Statutory damages which allow for up to $30,000 per infringement.

For statutory damages, the owner is not required to present proof of damages or profits. So, it is easy to see why copyright owners often prefer statutory damages. There is nothing to prevent a court from considering evidence concerning actual damages and profits in making an award of statutory damages within the statutory range, however, that is rare.

For our in-store display scenario, the infringer would be subject to a large enough award that a lawsuit would now become worthwhile for the copyright holder. Additionally, attorney fees are also available, paid by the defendant. That fact is a serious deterrent for infringers. Also, even though intent does not matter in copyright infringement (not knowing about the infringement, or it being accidental is not a defense), the Copyright Act allows up to an additional $150,000 per infringing work for willful infringement. How willful the infringement is and, therefore, how much of that $150,000 is awarded is up to the court.

https://alj.orangenius.com/copyright-infringed/

..........There goes Oduandina's Porsche.
 
Re: Four Seasons Tower @ CSC | 1 Dalton Street | Back Bay

This is a bad analogy because if you steal my car I don't have a car anymore. There would be actual negative consequences for me.

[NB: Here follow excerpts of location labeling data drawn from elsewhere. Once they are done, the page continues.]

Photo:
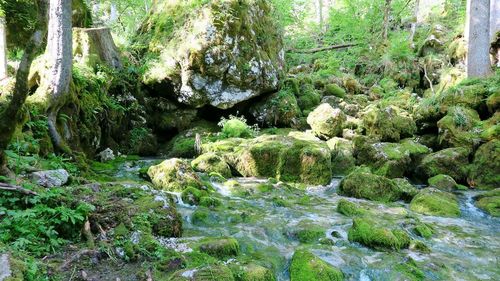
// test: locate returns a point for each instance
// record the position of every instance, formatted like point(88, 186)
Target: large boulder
point(306, 266)
point(433, 202)
point(389, 159)
point(174, 175)
point(326, 122)
point(451, 161)
point(484, 171)
point(216, 53)
point(388, 123)
point(286, 158)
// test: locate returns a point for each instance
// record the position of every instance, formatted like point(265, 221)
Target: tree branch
point(316, 50)
point(8, 187)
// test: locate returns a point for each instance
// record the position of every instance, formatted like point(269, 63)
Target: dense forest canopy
point(249, 140)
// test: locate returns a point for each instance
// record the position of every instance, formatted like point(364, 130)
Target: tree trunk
point(9, 116)
point(3, 49)
point(59, 51)
point(478, 38)
point(387, 11)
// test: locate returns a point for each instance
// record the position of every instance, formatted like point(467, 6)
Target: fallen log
point(321, 49)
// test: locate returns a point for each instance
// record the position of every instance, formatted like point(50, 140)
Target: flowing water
point(264, 223)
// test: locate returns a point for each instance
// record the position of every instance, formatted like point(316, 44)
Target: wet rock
point(490, 202)
point(392, 160)
point(484, 172)
point(365, 232)
point(174, 175)
point(211, 162)
point(343, 160)
point(106, 155)
point(388, 123)
point(450, 161)
point(326, 122)
point(443, 182)
point(51, 178)
point(433, 202)
point(307, 266)
point(361, 183)
point(209, 63)
point(220, 247)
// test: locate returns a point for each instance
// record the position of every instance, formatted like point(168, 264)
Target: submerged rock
point(361, 183)
point(173, 175)
point(433, 202)
point(51, 178)
point(306, 266)
point(484, 173)
point(211, 162)
point(490, 202)
point(326, 122)
point(365, 232)
point(216, 53)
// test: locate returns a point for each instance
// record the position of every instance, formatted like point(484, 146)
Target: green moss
point(192, 196)
point(308, 232)
point(423, 230)
point(490, 202)
point(307, 267)
point(349, 209)
point(366, 233)
point(334, 90)
point(443, 182)
point(220, 247)
point(483, 172)
point(433, 202)
point(363, 184)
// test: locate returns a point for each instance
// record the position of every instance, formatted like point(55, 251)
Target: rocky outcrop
point(219, 53)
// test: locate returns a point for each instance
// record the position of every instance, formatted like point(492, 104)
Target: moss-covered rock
point(361, 183)
point(389, 159)
point(433, 202)
point(211, 163)
point(365, 232)
point(443, 182)
point(458, 128)
point(484, 171)
point(220, 247)
point(490, 202)
point(343, 160)
point(206, 273)
point(388, 123)
point(306, 266)
point(212, 52)
point(450, 161)
point(278, 109)
point(326, 122)
point(174, 175)
point(349, 209)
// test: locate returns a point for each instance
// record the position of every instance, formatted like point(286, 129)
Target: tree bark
point(9, 116)
point(59, 51)
point(387, 11)
point(3, 48)
point(478, 38)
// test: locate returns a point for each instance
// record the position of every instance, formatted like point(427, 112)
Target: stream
point(463, 248)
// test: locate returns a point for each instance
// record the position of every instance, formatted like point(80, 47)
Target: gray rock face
point(4, 267)
point(51, 178)
point(209, 63)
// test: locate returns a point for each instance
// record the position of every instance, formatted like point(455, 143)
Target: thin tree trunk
point(59, 50)
point(478, 38)
point(3, 49)
point(9, 117)
point(387, 11)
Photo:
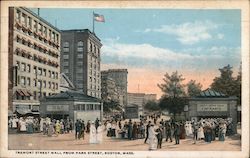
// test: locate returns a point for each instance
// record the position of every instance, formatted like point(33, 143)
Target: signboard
point(211, 107)
point(57, 107)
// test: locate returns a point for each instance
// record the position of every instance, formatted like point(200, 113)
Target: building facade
point(34, 64)
point(80, 60)
point(212, 104)
point(120, 76)
point(108, 88)
point(73, 105)
point(140, 99)
point(65, 83)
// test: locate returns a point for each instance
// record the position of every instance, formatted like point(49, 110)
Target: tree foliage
point(110, 105)
point(193, 88)
point(173, 99)
point(228, 84)
point(174, 105)
point(172, 86)
point(152, 106)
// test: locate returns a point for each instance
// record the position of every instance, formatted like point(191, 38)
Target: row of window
point(86, 107)
point(93, 94)
point(92, 48)
point(26, 81)
point(36, 47)
point(37, 26)
point(36, 70)
point(36, 96)
point(36, 58)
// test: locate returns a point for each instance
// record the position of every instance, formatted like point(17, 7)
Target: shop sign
point(211, 107)
point(57, 107)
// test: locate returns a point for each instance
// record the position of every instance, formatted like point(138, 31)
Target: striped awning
point(19, 92)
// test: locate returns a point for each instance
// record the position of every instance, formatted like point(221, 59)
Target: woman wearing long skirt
point(50, 129)
point(58, 127)
point(92, 136)
point(200, 134)
point(99, 134)
point(152, 138)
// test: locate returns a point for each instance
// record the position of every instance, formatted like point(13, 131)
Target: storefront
point(212, 104)
point(132, 111)
point(73, 105)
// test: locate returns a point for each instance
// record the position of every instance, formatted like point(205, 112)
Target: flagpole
point(93, 23)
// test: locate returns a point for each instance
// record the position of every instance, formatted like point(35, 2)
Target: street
point(38, 141)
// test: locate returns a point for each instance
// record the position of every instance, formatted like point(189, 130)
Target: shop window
point(44, 84)
point(30, 22)
point(23, 80)
point(23, 67)
point(28, 81)
point(35, 25)
point(18, 15)
point(34, 82)
point(28, 68)
point(83, 107)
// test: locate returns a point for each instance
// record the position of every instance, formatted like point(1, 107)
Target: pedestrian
point(200, 134)
point(58, 127)
point(96, 123)
point(88, 127)
point(130, 128)
point(99, 134)
point(82, 130)
point(159, 137)
point(168, 131)
point(147, 130)
point(195, 131)
point(120, 125)
point(92, 135)
point(77, 129)
point(177, 133)
point(152, 138)
point(134, 131)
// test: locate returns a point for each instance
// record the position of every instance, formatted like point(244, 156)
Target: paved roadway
point(38, 141)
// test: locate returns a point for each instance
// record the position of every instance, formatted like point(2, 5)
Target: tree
point(152, 106)
point(173, 104)
point(225, 83)
point(172, 86)
point(193, 88)
point(228, 84)
point(111, 105)
point(173, 99)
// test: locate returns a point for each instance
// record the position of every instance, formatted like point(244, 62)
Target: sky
point(152, 42)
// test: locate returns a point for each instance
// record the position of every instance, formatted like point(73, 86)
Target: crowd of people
point(152, 129)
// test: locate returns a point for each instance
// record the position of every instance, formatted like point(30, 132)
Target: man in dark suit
point(177, 132)
point(147, 128)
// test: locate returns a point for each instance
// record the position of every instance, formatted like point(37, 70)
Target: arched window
point(80, 46)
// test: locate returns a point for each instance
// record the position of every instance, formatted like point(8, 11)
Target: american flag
point(99, 18)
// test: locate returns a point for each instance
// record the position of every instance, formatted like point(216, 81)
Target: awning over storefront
point(23, 93)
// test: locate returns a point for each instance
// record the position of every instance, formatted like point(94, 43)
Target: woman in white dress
point(152, 138)
point(23, 125)
point(41, 124)
point(92, 136)
point(200, 133)
point(14, 122)
point(99, 134)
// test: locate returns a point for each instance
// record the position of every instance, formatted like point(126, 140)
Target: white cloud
point(148, 55)
point(112, 47)
point(188, 33)
point(220, 36)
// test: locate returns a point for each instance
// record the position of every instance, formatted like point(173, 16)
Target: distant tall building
point(140, 99)
point(80, 60)
point(109, 89)
point(34, 63)
point(120, 76)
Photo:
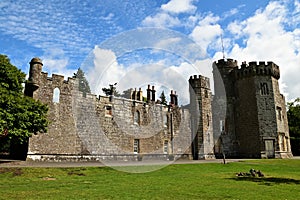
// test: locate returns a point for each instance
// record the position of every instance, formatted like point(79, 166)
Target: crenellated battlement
point(226, 63)
point(56, 78)
point(199, 81)
point(258, 69)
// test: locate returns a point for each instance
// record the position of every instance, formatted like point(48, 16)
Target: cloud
point(207, 31)
point(179, 6)
point(267, 38)
point(161, 20)
point(102, 69)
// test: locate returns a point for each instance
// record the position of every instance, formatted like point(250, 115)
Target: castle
point(246, 117)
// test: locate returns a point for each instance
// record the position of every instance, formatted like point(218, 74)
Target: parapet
point(199, 81)
point(226, 63)
point(258, 69)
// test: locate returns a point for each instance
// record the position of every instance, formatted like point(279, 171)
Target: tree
point(20, 116)
point(83, 83)
point(293, 115)
point(163, 98)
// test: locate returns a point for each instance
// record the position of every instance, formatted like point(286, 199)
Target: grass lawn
point(189, 181)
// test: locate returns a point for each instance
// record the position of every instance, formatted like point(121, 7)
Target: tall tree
point(20, 116)
point(293, 114)
point(83, 83)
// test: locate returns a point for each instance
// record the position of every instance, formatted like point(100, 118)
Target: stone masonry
point(246, 117)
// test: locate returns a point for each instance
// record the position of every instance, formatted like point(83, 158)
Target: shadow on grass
point(268, 180)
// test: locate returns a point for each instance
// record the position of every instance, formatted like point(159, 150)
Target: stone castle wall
point(256, 107)
point(101, 128)
point(246, 117)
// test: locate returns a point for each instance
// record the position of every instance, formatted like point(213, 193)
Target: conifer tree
point(20, 116)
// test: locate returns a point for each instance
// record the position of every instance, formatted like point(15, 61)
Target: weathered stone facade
point(84, 126)
point(246, 117)
point(255, 122)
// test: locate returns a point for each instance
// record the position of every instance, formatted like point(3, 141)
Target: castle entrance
point(269, 147)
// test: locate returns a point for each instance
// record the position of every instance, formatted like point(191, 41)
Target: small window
point(108, 110)
point(166, 146)
point(207, 118)
point(165, 120)
point(136, 146)
point(137, 117)
point(206, 94)
point(264, 90)
point(222, 125)
point(56, 95)
point(279, 113)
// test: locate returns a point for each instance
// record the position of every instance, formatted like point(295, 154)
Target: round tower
point(35, 72)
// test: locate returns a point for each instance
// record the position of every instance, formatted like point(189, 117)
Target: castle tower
point(224, 107)
point(35, 71)
point(201, 118)
point(261, 119)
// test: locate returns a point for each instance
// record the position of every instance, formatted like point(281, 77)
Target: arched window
point(56, 94)
point(137, 117)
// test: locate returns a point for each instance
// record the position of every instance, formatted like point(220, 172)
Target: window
point(137, 117)
point(222, 125)
point(108, 110)
point(206, 94)
point(136, 146)
point(282, 141)
point(56, 94)
point(165, 120)
point(264, 90)
point(279, 113)
point(166, 146)
point(207, 118)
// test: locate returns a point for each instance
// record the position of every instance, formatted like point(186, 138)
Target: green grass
point(191, 181)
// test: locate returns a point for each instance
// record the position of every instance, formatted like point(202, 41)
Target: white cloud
point(103, 69)
point(179, 6)
point(206, 32)
point(55, 62)
point(161, 20)
point(267, 39)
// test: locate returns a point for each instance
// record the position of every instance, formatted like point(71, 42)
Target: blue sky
point(163, 42)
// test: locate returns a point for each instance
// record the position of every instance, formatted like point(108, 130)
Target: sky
point(159, 42)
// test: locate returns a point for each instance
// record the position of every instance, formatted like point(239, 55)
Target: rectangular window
point(136, 146)
point(279, 113)
point(222, 126)
point(166, 146)
point(108, 110)
point(264, 90)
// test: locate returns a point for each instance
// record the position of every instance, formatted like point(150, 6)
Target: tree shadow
point(269, 181)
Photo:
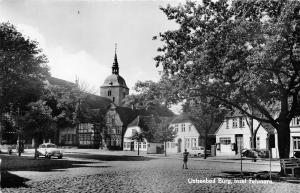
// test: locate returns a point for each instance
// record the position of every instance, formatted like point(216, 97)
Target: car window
point(51, 146)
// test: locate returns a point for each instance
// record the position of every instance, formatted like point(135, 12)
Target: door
point(179, 146)
point(239, 143)
point(132, 146)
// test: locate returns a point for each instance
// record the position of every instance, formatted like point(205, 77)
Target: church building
point(114, 86)
point(117, 116)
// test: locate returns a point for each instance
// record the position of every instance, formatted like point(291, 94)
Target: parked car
point(197, 151)
point(48, 150)
point(250, 153)
point(6, 149)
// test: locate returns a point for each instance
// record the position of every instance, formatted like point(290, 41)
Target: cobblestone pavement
point(155, 175)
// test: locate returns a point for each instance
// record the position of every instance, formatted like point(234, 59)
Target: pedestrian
point(185, 158)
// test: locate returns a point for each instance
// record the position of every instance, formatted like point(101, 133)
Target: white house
point(295, 136)
point(234, 135)
point(138, 125)
point(187, 135)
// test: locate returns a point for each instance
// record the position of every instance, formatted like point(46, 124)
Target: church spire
point(115, 67)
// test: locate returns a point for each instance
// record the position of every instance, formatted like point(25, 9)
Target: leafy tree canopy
point(23, 68)
point(246, 52)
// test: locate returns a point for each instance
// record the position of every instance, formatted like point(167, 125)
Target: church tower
point(114, 86)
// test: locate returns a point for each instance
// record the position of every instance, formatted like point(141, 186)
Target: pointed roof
point(115, 67)
point(115, 80)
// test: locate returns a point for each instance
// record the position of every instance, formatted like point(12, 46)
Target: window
point(296, 142)
point(242, 122)
point(172, 145)
point(194, 142)
point(234, 123)
point(183, 127)
point(227, 124)
point(85, 138)
point(225, 140)
point(257, 143)
point(176, 128)
point(187, 143)
point(134, 131)
point(295, 121)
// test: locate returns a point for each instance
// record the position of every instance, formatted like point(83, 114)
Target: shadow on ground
point(261, 175)
point(110, 157)
point(9, 180)
point(15, 163)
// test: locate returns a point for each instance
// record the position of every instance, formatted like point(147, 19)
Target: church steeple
point(115, 67)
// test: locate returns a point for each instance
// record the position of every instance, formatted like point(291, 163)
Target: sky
point(78, 36)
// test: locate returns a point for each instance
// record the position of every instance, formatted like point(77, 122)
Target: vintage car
point(6, 149)
point(48, 150)
point(197, 151)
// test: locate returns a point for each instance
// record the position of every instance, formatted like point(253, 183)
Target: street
point(113, 173)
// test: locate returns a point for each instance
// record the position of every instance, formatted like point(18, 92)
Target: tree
point(164, 133)
point(138, 137)
point(22, 69)
point(243, 53)
point(152, 97)
point(207, 115)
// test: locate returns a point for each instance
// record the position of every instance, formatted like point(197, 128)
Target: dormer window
point(234, 123)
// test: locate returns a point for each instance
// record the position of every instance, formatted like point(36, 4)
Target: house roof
point(60, 82)
point(184, 117)
point(94, 102)
point(127, 115)
point(269, 128)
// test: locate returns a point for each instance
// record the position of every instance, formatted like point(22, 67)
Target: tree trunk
point(138, 148)
point(165, 149)
point(205, 143)
point(283, 131)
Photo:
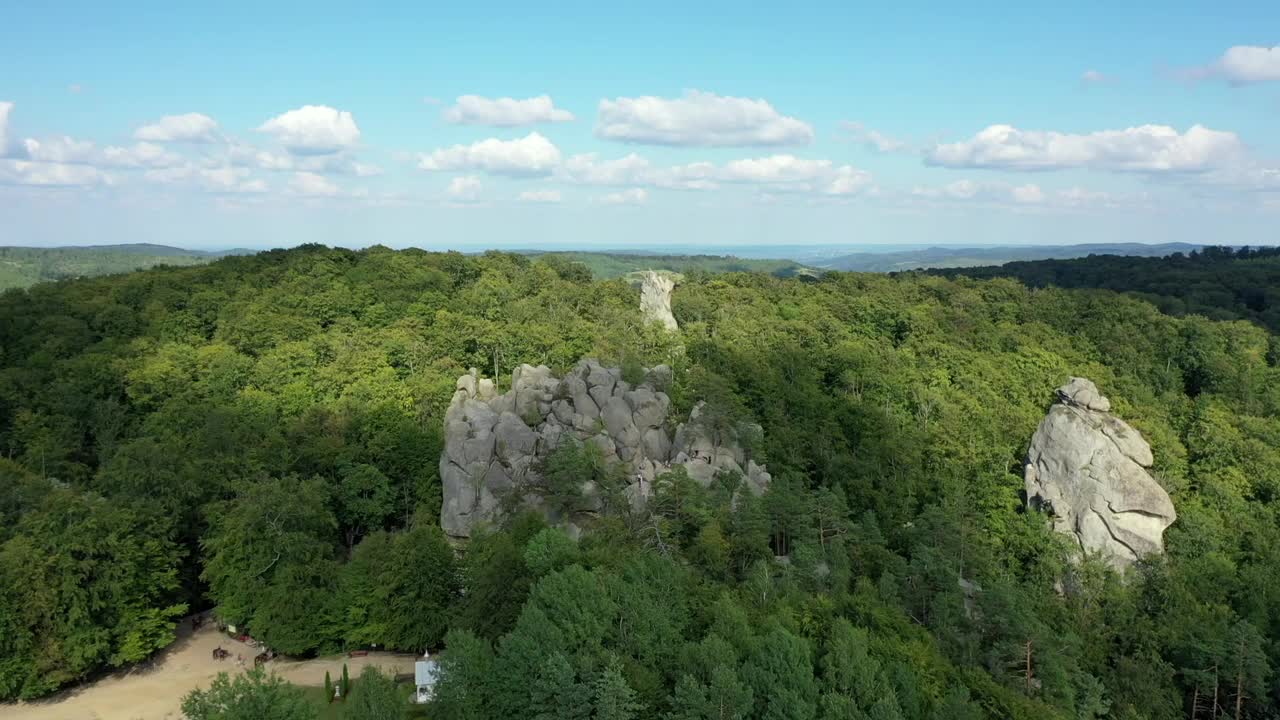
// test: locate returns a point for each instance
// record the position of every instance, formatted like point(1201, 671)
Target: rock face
point(493, 442)
point(656, 299)
point(1088, 469)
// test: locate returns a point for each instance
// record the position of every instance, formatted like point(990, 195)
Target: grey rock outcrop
point(1088, 469)
point(656, 299)
point(493, 443)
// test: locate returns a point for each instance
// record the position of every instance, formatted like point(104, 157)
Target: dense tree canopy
point(261, 434)
point(1217, 282)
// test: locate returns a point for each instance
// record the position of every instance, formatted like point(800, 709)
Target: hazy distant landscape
point(23, 267)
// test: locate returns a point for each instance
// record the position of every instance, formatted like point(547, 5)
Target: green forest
point(260, 436)
point(24, 267)
point(1221, 283)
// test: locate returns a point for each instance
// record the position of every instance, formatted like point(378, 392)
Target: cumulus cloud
point(504, 112)
point(5, 108)
point(465, 188)
point(51, 174)
point(312, 185)
point(848, 181)
point(873, 139)
point(698, 119)
point(190, 127)
point(986, 191)
point(798, 174)
point(59, 149)
point(630, 196)
point(67, 150)
point(530, 155)
point(140, 155)
point(634, 169)
point(224, 180)
point(1243, 64)
point(1029, 195)
point(1147, 149)
point(540, 196)
point(314, 130)
point(785, 172)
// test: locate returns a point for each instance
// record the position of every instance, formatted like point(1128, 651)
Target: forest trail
point(154, 689)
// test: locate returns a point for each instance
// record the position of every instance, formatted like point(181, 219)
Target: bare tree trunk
point(1028, 668)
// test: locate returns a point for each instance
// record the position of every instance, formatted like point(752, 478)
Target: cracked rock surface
point(656, 299)
point(493, 442)
point(1088, 469)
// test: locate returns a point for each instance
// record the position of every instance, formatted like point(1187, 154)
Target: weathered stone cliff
point(656, 291)
point(1088, 469)
point(493, 443)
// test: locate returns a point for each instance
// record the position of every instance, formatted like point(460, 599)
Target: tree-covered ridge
point(607, 265)
point(1221, 283)
point(24, 267)
point(269, 427)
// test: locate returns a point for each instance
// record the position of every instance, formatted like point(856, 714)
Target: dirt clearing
point(154, 691)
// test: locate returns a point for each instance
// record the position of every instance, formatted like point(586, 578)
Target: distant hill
point(1221, 283)
point(155, 250)
point(976, 256)
point(604, 265)
point(24, 267)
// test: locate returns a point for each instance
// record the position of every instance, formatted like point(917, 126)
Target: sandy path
point(154, 689)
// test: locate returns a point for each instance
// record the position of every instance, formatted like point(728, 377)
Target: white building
point(425, 671)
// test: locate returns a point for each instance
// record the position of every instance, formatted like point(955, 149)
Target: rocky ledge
point(1088, 469)
point(493, 443)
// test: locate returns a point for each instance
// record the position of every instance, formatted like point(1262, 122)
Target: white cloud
point(190, 127)
point(776, 169)
point(312, 183)
point(1243, 64)
point(59, 149)
point(5, 108)
point(314, 130)
point(140, 155)
point(224, 180)
point(1148, 149)
point(540, 196)
point(873, 139)
point(634, 169)
point(785, 172)
point(341, 164)
point(51, 174)
point(465, 188)
point(67, 150)
point(631, 196)
point(506, 112)
point(1029, 195)
point(983, 191)
point(848, 181)
point(530, 155)
point(698, 118)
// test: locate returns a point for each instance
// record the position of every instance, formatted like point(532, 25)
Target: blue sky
point(666, 123)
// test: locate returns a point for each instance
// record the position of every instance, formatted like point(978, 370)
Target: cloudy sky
point(641, 124)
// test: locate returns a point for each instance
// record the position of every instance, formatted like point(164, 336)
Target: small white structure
point(425, 673)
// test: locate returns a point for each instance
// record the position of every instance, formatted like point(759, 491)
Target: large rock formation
point(1088, 469)
point(656, 299)
point(493, 442)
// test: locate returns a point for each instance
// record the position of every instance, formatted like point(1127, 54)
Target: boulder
point(494, 442)
point(656, 299)
point(1088, 469)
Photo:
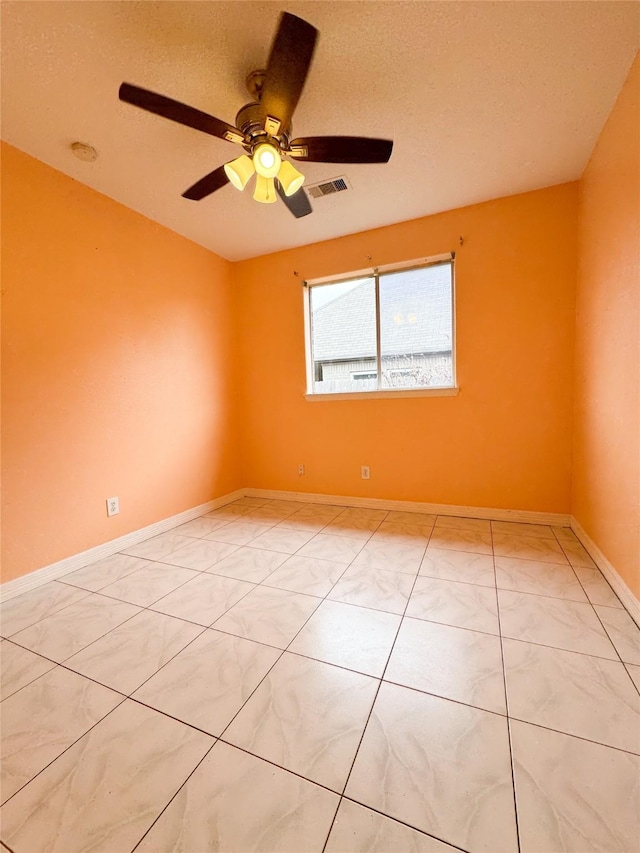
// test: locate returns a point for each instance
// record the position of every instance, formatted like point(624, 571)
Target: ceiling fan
point(263, 127)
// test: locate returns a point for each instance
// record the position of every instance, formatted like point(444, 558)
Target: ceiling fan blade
point(207, 185)
point(288, 66)
point(341, 149)
point(298, 203)
point(183, 114)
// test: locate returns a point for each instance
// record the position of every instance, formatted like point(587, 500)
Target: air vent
point(337, 185)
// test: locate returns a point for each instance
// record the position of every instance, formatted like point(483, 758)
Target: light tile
point(539, 531)
point(574, 795)
point(43, 719)
point(577, 555)
point(340, 549)
point(455, 522)
point(569, 625)
point(306, 574)
point(460, 604)
point(66, 632)
point(538, 578)
point(203, 599)
point(229, 512)
point(354, 527)
point(266, 615)
point(240, 532)
point(158, 547)
point(458, 566)
point(359, 830)
point(528, 548)
point(451, 662)
point(286, 506)
point(307, 717)
point(19, 667)
point(251, 502)
point(398, 531)
point(236, 803)
point(267, 515)
point(394, 556)
point(200, 526)
point(375, 588)
point(460, 539)
point(439, 766)
point(318, 512)
point(30, 607)
point(249, 564)
point(623, 631)
point(98, 575)
point(423, 519)
point(107, 789)
point(148, 584)
point(209, 681)
point(572, 693)
point(634, 672)
point(564, 534)
point(357, 512)
point(282, 539)
point(125, 657)
point(596, 587)
point(352, 637)
point(199, 554)
point(293, 522)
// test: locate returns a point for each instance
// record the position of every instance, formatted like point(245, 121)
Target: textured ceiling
point(483, 100)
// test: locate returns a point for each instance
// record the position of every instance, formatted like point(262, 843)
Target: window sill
point(382, 395)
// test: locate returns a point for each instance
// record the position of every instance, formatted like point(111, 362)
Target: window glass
point(343, 337)
point(390, 330)
point(416, 328)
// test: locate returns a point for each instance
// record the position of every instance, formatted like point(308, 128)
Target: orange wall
point(116, 370)
point(505, 441)
point(606, 477)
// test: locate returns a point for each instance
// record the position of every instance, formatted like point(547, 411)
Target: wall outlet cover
point(113, 506)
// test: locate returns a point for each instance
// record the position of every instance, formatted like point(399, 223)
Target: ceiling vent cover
point(337, 185)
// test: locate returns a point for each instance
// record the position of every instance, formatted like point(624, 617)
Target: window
point(388, 330)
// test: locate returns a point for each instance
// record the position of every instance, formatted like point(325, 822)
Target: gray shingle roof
point(415, 317)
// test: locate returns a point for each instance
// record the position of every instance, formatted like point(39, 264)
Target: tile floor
point(284, 677)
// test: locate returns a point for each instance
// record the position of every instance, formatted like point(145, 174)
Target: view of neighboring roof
point(415, 317)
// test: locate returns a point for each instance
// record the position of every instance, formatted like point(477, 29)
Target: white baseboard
point(620, 588)
point(528, 516)
point(41, 576)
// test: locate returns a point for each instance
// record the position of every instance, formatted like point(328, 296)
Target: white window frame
point(375, 272)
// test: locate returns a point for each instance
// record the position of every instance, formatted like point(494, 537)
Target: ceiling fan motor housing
point(251, 120)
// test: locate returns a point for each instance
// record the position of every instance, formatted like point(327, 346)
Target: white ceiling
point(483, 99)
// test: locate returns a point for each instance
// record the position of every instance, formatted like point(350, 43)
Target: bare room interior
point(320, 427)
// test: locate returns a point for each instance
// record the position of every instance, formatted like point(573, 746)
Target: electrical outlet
point(113, 506)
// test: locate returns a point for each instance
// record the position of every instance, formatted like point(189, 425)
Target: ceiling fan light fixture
point(239, 171)
point(266, 160)
point(265, 190)
point(290, 178)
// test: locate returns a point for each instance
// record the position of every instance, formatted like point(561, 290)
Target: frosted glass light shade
point(265, 190)
point(239, 171)
point(290, 178)
point(266, 160)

Compared to this photographer who has had literally no negative consequences from his photo being posted on AB. In fact, one could argue it's been a positive experience for him since everyone reading this thread is now aware of his existence.

Crowing about copyright infringement on a forum with 50 daily active users is akin to yelling at kids selling candy when they don't have a permit. It's a way for someone to feel morally superior by calling out a victimless crime.

I'm going to guess you are the type of person who would ask an artist to do a job for "exposure" instead of paying for the artist's work. You're a cheapskate, plain and simple.

It's also not a victimless crime. The artist should have been paid for the use of his photo on this forum by Ourandina. He got $0 for it. That's a loss of whatever he would have charged.

A better analogy is not getting paid for a service you provide. Since you love using the lemonade stand/candy as an example which by the way is applied incorrectly since the vendor is the person selling the service (i.e. equivalent to the photographer), the correct analogy would be taking the kids' lemonade/candy without paying the kid and then telling the kid that it's fine to do so because you're going to tell everyone about the lemonade/candy stand that you can steal from.